年产50万吨对二甲苯生产工艺计算
发布时间:2018-01-06 14:15
本文关键词:年产50万吨对二甲苯生产工艺计算 出处:《山东大学》2015年硕士论文 论文类型:学位论文
更多相关文章: 对二甲苯(PX) 工艺流程 物料衡算 能量衡算
【摘要】:对二甲苯(PX)是石化工业的基本有机原料之一,在化纤、合成树脂、农药、塑料、医药等众多化工生产领域有着广泛的用途,主要用来生产对苯二甲酸(PTA)或对苯二甲酸二甲酯(DMT)。近年来,由于我国聚酯行业迅猛发展,带动了PTA消费量的猛增,从而导致PX的消费量也快速增长,PX的进口依存度一直高居不下,国内供应增速跟不上需求增长步伐。

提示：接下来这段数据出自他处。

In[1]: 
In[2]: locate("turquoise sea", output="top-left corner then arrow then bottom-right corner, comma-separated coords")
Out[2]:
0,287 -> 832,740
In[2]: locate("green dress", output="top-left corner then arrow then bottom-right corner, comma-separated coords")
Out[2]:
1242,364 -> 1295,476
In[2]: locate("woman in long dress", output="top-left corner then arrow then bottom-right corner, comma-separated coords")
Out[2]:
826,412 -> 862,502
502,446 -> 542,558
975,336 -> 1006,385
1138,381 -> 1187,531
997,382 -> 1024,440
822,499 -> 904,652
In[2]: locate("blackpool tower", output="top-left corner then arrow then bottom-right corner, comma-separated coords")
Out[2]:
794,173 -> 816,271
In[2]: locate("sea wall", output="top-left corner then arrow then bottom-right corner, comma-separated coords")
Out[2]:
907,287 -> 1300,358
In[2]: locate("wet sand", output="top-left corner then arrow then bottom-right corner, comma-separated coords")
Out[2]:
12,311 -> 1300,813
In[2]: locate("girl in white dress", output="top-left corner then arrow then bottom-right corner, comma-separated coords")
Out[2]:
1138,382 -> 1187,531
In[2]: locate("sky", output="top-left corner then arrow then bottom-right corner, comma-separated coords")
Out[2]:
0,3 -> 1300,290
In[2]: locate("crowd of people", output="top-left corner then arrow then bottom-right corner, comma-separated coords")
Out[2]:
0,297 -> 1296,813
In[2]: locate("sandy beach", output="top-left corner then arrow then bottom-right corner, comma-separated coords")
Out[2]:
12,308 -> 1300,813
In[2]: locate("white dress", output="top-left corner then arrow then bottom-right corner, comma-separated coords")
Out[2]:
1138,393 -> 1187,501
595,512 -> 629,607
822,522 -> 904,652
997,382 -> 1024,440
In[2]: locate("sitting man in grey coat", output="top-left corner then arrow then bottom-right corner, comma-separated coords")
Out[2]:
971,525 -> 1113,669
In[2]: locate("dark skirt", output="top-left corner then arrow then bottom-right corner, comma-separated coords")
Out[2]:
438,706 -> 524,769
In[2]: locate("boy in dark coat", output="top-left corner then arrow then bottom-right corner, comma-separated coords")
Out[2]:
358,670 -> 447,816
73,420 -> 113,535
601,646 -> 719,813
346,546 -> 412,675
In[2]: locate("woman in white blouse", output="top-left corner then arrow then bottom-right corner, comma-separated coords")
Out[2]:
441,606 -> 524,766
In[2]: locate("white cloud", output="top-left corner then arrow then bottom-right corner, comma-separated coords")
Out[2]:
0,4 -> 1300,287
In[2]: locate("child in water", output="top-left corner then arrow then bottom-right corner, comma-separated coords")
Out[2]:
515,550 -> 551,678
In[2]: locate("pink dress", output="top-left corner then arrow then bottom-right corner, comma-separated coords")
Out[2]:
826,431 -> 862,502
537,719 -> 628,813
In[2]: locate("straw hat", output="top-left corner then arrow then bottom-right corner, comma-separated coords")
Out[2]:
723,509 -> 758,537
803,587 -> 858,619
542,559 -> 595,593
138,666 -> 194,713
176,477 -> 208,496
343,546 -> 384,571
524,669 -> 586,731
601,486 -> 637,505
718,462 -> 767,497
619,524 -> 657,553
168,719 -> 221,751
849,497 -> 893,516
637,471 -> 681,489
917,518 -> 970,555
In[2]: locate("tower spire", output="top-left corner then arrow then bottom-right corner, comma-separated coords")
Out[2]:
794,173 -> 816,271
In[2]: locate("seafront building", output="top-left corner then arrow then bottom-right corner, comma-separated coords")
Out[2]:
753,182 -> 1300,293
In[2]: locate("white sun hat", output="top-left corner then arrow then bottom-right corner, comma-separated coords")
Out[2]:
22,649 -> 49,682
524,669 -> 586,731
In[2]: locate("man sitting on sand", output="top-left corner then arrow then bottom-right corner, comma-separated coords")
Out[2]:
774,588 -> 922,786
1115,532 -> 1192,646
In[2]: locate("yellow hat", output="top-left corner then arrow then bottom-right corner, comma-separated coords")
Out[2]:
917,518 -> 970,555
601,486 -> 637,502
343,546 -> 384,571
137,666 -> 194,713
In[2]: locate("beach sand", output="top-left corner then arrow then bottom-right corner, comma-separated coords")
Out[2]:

随着我国今后几年PX产能的快速增长,加快PX产业的清洁、高效综合发展已成为我国聚酯行业可持续发展的一项重要课题。本文通过对传统、新兴工艺方案进行对比分析,选择一种清洁、经济、高效的工艺路线;采用Aspen Plus软件完成了各工段流程模拟及全流程的模拟;同时完成了各工段及全流程物料衡算及能量衡算。主要结果如下:(1)原材料是工艺方案的出发点,它的合理选择是有效利用资源减少废物产生的关键因素。本文通过查阅资料确定了原料及产品方案。确定以产能过剩的甲醇、混合芳烃为原料,以年产量50万吨为目标生产对二甲苯,副产包括苯、邻二甲苯的产品方案。经过工艺方案的综合比较,本文采用歧化与烷基转移-烷基化-异构化联合工艺生产对二甲苯,最大限度地、综合高效的利用原料中甲苯、乙苯、间二甲苯及碳九混合芳烃,实现产品丰富,工艺的清洁。工艺路线分为四个工段单元,即混合芳烃分离工段、甲苯歧化及烷基转移工段、甲苯甲醇烷基化工段、异构化工段。同时实现了甲醇、氢气、混合芳烃的循环,变废为宝,实现高效利用。(2)通过对各单元过程的物料衡算计算,确定了原材料的消耗,主副产品的实际产量及质量指标;确定了氢气、甲醇、甲苯的循环量以及损失率等指标;确定了各设备输入及输出的物流量、摩尔分率及组成;同时确定了废气、废水排放的位置、数量及组成,这为后续三废处理提供设计依据;物料衡算为能量衡算计算提供依据。原材料消耗:混合芳烃79.596万吨/年,甲醇15.05万吨/年,氢气720.28吨/年。主副产品产量:对二甲苯50.53万吨/年,质量分数99.90%;苯15.53万吨,质量分数均在91%以上;邻二甲苯15.37万吨/年,质量分数99.90%;废水:8.20万吨/年;废气:组分主要为乙烯、丙烷、乙烷、甲醇,甲烷、还含有少量的甲苯,满足清洁生产的目的。(3)通过能量衡算方法,计算所有塔设备、反应器、气液分离罐、压缩机等设备的能量流动。确定了设备的热负荷,以便为后续的设备选型及尺寸确定等提供依据。工艺计算完成了工艺系统设计的基础工作,然后通过汇总物料衡算及能量衡算数据,为开展后续的物流流程图设计及设备选型提供基础数据。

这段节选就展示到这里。